The Centers for Disease Control and Prevention Foundation and Microsoft launched the Global Health Crisis Coordination Center this week in Atlanta.
The new collaboration between academia, private businesses and the non-profit sector has been in the works for 18 months. It was prompted to launch early as the coronavirus pandemic hit the U.S. GPB's Rickey Bevington speaks with Ken Berta, Executive Director of the Global Health Crisis Coordination Center. It launched this week in Atlanta with seed funding from the Centers from Disease Control and Prevention Foundation and Microsoft.
Executive Director Ken Berta joined GPB’s Rickey Bevington to explain the role of private companies in a public health crisis.
This conversation has been edited for clarity and conciseness
Ken Berta: As an example, we have entrepreneurs and large companies that come to the fore to say, "I would like to fund getting masks for some of the frontline workers." We then work with regional hospitals to find out if there is a need. Is there a need at maybe shelters or other areas that haven't gotten supplies yet from FEMA or the CDC? We can try to leverage our supply chains to fill that gap.
Rickey Bevington: So it's really supply chain expertise, right? Are you sourcing from all over the world?
Berta: We are able to find, through the network, ventilators in China. We found a thousand ICU ventilators out of China that we were able to connect with the governor's offices of four states and the British government for that matter.
Bevington: Why is Atlanta the right place to house this kind of effort?
Berta: Mainly the CDC. As you know, it's the only federal agency that's not headquartered in Washington D.C. It's based in Atlanta. With all the public health talent and clinical talent that draws to the Atlanta region, there's a wealth of health care professionals in Atlanta. You add that to just the transportation horsepower of having the largest airport with Delta, UPS and several large companies [like] Coca-Cola, just headquartered in the Atlanta region. If there was an emergency where we had to move water, Coca-Cola can help with that, [and] Home Depot, for moving product in case there's a hurricane. UPS and Delta have been instrumental in helping us shore up the supply chain where planes and transportation is needed. So having that kind of capability, along with Emory University and Georgia Tech and a lot of the capabilities in the academic centers that we have there in Atlanta, it just made a lot of sense to drop it there.
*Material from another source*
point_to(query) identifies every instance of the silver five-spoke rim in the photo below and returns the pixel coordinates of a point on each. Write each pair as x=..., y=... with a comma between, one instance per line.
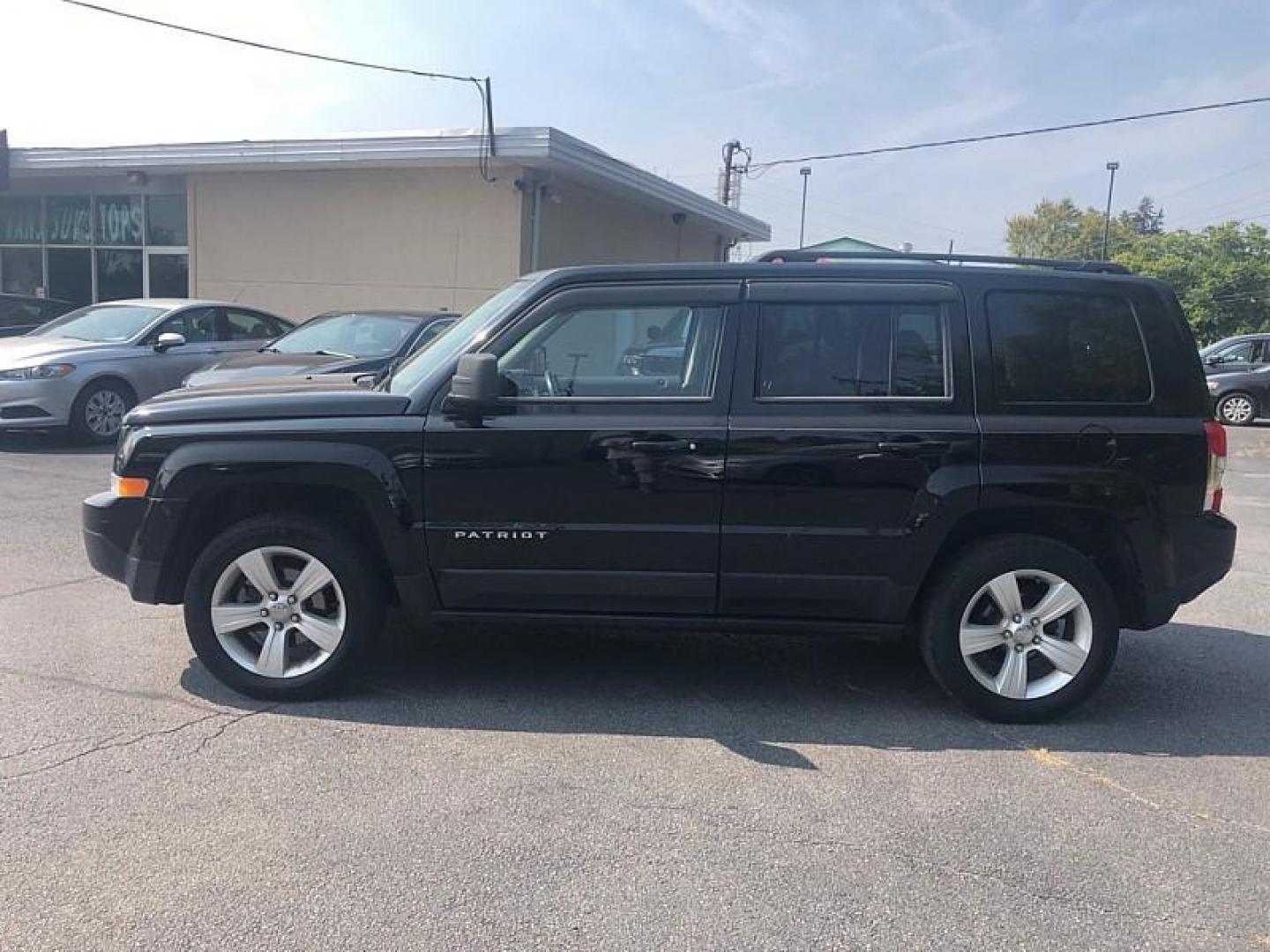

Bevington: At some time, this whole pandemic is actually going to come to a close. It's hard to believe right now as you and I speak to each other from our respective homes. But there may be another one. How are you preparing for the next time?
Berta: So the Atlanta community that really built this out - in conjunction with the CDC Foundation but also the global health initiatives that were already happening in the Atlanta region - have done about 18 months of planning on how we can support this. So what we're doing now is trying to figure out: where did we find supplies in an emergency and can we build a data set that allows us to find those again when the next crisis hits? Looking forward into what were some of the pandemic responses that we could support? [Or] getting in front of perhaps technology companies that can supply information-gathering technology to us in advance, rather than on the fly while we're in a crisis mode. We also have planning and education activities that we'll roll out, into what we've learned. And how we educate public health officials and companies on how to protect themselves and support each other in times of crisis.